Peneliti Elsam Sekar Surowijoyo melihat ada persoalan dalam RKUHP terkait pengaturan pidana korporasi. Pasal 42 ayat (2) RKUHP secara tegas mengatur BUMN dan BUMD termasuk cakupan korporasi yang dapat dimintakan pertanggungjawaban pidana. Tapi Pasal 130-132 RKUHP, hukuman yang dapat dijatuhkan kepada korporasi hanya denda. Apalagi denda yang dibayar BUMN/BUMD ini dapat berasal dari penyertaan modal negara.

 

“Bagaimana pengaturannya nanti? Dari uang negara kemudian masuk lagi ke negara,” kata Sekar.

 

Pasal 47 RKUHP, menurut Sekar mempersempit pertanggungjawaban korporasi dan ujungnya pasti menyulitkan penegak hukum. Pasal ini mengkategorikan perbuatan yang dapat diatribusikan kesalahannya sebagai kesalahan korporasi hanya yang dilakukan oleh orang yang mempunyai kedudukan fungsional dalam struktur organisasi korporasi. Konsep ini sudah ditinggalkan karena tidak relevan. Praktiknya, kejahatan korporasi dilakukan bukan melalui pejabat struktural atau fungsional, tapi pegawai dibawahnya atau pihak ketiga untuk keuntungan perusahaan.

 

Selain itu, Sekar berpendapat ketentuan mengenai living law dalam RKUHP akan memunculkan ketidakpastian hukum.
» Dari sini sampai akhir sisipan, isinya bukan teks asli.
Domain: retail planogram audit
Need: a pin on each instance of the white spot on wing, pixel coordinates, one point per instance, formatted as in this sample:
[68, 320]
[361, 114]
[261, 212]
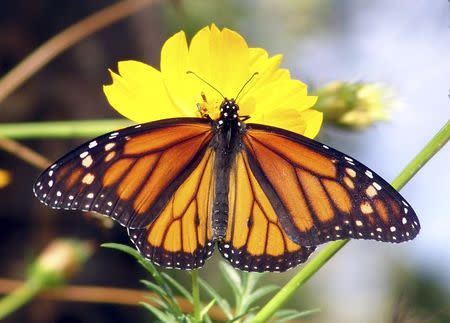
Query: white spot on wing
[92, 144]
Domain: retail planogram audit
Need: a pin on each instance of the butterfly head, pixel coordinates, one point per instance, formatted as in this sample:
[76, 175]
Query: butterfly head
[229, 110]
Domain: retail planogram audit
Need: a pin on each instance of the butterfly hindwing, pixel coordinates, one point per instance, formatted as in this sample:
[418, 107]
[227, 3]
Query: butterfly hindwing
[255, 240]
[321, 194]
[181, 235]
[129, 174]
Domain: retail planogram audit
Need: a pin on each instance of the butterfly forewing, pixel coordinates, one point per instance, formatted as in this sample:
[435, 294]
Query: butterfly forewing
[321, 194]
[181, 235]
[129, 174]
[255, 240]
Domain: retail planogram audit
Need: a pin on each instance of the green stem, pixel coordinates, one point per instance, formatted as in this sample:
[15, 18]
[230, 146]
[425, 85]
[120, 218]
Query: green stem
[19, 297]
[196, 296]
[433, 146]
[61, 129]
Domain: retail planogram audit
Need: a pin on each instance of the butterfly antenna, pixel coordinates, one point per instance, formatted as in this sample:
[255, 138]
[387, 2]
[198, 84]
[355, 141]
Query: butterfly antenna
[243, 87]
[203, 80]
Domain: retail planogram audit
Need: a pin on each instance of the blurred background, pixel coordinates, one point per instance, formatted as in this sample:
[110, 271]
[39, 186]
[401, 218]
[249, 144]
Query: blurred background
[402, 45]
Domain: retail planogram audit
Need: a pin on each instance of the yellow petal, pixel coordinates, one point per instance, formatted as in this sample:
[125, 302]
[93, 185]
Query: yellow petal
[306, 123]
[221, 58]
[138, 93]
[285, 94]
[174, 65]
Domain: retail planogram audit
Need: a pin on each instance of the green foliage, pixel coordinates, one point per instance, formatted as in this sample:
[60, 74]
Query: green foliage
[246, 294]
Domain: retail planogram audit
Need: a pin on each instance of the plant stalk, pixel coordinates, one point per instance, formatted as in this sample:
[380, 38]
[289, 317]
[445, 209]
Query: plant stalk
[61, 129]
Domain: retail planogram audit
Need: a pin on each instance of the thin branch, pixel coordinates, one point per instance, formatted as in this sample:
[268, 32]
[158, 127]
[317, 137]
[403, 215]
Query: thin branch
[65, 39]
[109, 295]
[23, 152]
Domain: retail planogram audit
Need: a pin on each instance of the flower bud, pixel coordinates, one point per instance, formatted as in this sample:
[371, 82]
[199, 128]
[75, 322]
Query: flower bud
[354, 105]
[61, 260]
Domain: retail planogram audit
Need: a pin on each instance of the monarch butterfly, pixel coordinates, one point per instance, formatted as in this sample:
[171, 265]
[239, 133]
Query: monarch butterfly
[265, 195]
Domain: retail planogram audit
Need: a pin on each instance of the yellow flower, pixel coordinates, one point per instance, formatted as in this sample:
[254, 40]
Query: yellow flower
[222, 58]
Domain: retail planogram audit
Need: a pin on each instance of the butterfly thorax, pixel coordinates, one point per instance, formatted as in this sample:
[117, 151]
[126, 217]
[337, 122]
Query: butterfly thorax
[229, 114]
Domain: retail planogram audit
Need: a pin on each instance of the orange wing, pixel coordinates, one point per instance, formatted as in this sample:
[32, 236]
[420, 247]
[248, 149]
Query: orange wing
[319, 194]
[130, 174]
[255, 239]
[181, 236]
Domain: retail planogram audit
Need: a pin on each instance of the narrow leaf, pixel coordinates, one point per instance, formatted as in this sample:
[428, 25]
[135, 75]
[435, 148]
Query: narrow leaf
[233, 279]
[159, 314]
[206, 309]
[183, 291]
[221, 302]
[257, 294]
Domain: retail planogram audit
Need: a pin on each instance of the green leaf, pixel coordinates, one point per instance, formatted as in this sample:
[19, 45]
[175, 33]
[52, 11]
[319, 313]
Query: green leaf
[183, 291]
[289, 315]
[144, 263]
[256, 295]
[163, 317]
[251, 279]
[206, 309]
[168, 299]
[162, 304]
[221, 302]
[242, 315]
[155, 288]
[233, 279]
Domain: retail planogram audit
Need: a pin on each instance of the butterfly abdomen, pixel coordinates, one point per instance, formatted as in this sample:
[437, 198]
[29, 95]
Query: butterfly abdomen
[226, 143]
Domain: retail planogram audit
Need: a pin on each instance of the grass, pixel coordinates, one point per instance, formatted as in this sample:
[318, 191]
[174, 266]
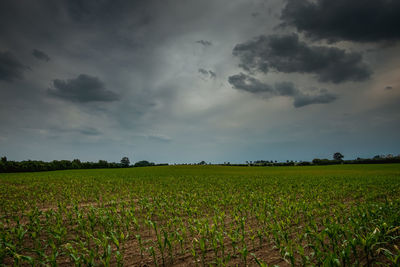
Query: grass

Padahal salah satu indikator yang digunakan investor sebelum berinvestasi di sebuah negara yakni kepastian hukum. “Bagaimana pranata hukum yang berlaku di masyarakat (hukum adat,-red) kemudian menjadi perangkat yang bisa mempidanakan orang?”

 

Deputi Koordinator KontraS Putri Kanesia menegaskan organisasinya sejak awal menolak pasal pelanggaran HAM berat dalam RKUHP. Ketentuan ini harus diatur dalam regulasi khusus seperti saat ini yakni UU No.26 Tahun 2000 tentang Pengadilan HAM. Tapi pemerintah tetap ngotot dan memuat kejahatan genosida dan kejahatan terhadap kemanusiaan dalam RKUHP. Kemudian RKUHP tidak memuat asas retroaktif dalam kasus pelanggaran HAM berat. Padahal ini penting untuk mengungkap pelanggaran HAM berat masa lalu.